I am a PhD Candidate in Geography at the University of California, Santa Barbara working with the WAVES Lab, directed by Professor Kelly Caylor, and UCSB's Earth Research Institute. My research focuses on the converging challenges of climate change, urbanization, and food security in Africa. As a scientist, I not only have an obligation to communicate the complexity of these problems, but to also maintain objectivity in light of the often divergent public, political, and scientific discourse. To this end, I am keen to leverage cutting-edge data science methods to engender evidenced-based policy and private sector solutions that ensure food security across Africa, and around the world.
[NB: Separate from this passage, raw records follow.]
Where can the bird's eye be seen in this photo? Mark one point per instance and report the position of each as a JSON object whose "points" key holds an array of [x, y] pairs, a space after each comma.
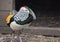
{"points": [[26, 10]]}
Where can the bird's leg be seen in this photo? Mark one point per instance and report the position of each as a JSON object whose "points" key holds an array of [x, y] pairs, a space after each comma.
{"points": [[16, 36]]}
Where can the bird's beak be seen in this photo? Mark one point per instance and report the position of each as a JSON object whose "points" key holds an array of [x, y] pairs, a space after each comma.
{"points": [[8, 18]]}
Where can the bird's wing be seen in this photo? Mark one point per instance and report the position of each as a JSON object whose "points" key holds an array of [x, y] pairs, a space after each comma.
{"points": [[13, 12], [33, 14], [21, 16]]}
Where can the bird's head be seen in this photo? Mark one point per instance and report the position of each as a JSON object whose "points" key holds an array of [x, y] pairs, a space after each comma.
{"points": [[8, 18], [24, 9]]}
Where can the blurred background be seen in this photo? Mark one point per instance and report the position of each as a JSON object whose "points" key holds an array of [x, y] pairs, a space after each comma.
{"points": [[47, 12]]}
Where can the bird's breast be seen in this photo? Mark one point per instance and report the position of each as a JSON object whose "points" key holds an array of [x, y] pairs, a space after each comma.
{"points": [[15, 26]]}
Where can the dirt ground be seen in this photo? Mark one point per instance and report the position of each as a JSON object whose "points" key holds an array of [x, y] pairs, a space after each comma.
{"points": [[30, 38]]}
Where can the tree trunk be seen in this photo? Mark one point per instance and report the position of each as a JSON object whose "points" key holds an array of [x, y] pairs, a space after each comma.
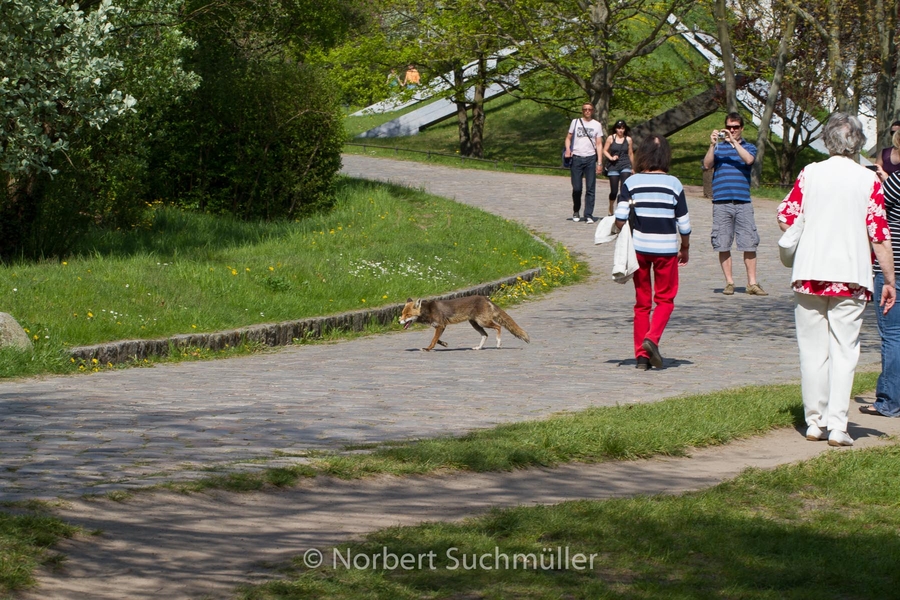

I employ a combination of remote-sensed imagery and GIS analysis, machine learning applications, household survey design and implementation, and statistical modeling to accomplish my research objectives. Much of my research relies on developing geospatial code in Python, though I am literate in R and desktop applications such as ENVI, QGIS and ArcGIS Pro. Funded as a U.S. Borlaug Fellow in Global Food Security, I have conducted household surveys in Accra, Ghana, and Lusaka, Zambia, to examine the environmental, socioeconomic, and spatial determinants of household food security within large African cities. Currently, I developing novel methods to integrate continental-scale human settlement and climate data to examine the effects of climate change on urban populations in Africa.
Prior to graduate school, my path weaved from studying International Affairs at The George Washington University, to hunting guinea worm in Northern Ghana, to working on Capitol Hill, and to teaching English in Sliven, Bulgaria, under a Fulbright Scholarship. This global tableau of experience cultivated my understanding of the complex and sometimes conflicting relationship between transformative science, idealistic public policy, and the practical political and local limitations of employing scientific research to enact positive change. By investigating climate change, urbanization, and food security, I seek to advance applied Earth systems science to address pressing global human-environmental challenges.
El Salvador © 2016 Cascade Tuholske
Research: Identifying Urban Population Pressures Across Africa
Africa is projected to add 1,000,000,000 new urban residents by 2050. Yet developing sustainable solutions to tackle the host of challenges posed by rapid urban population growth is stymied by a lack municipality-level population data across the continent. We simply do not know how many people live in most African towns and cities. To fill this gap, I built a geo-spatial algorithm that couples crowd-sourced GIS data and large-scale population raster datasets to measure the population of over 4,500 urban settlements.
My results (published in Environmental Research Letters) reveal that 77% to 85% of urban settlements in Africa have fewer than 100,000 people and that at least 50% of Africa's urban population live in urban settlements with fewer than 1 million residents. Across almost all African countries, the urban population distribution shifted towards larger cities between 2000 and 2015. However, in arid regions, my results indicate that small- and medium-sized urban settlements are absorbing a greater share of urban population growth compared to large urban settlements.
I am now integrating these results with economic and climatological datasets to understand how Africa's smaller urban settlements interact with broader environmental and economic challenges. I am keen to develop solutions to ensure that Africa's growing urban populations can contend with the challenges posed by climate change.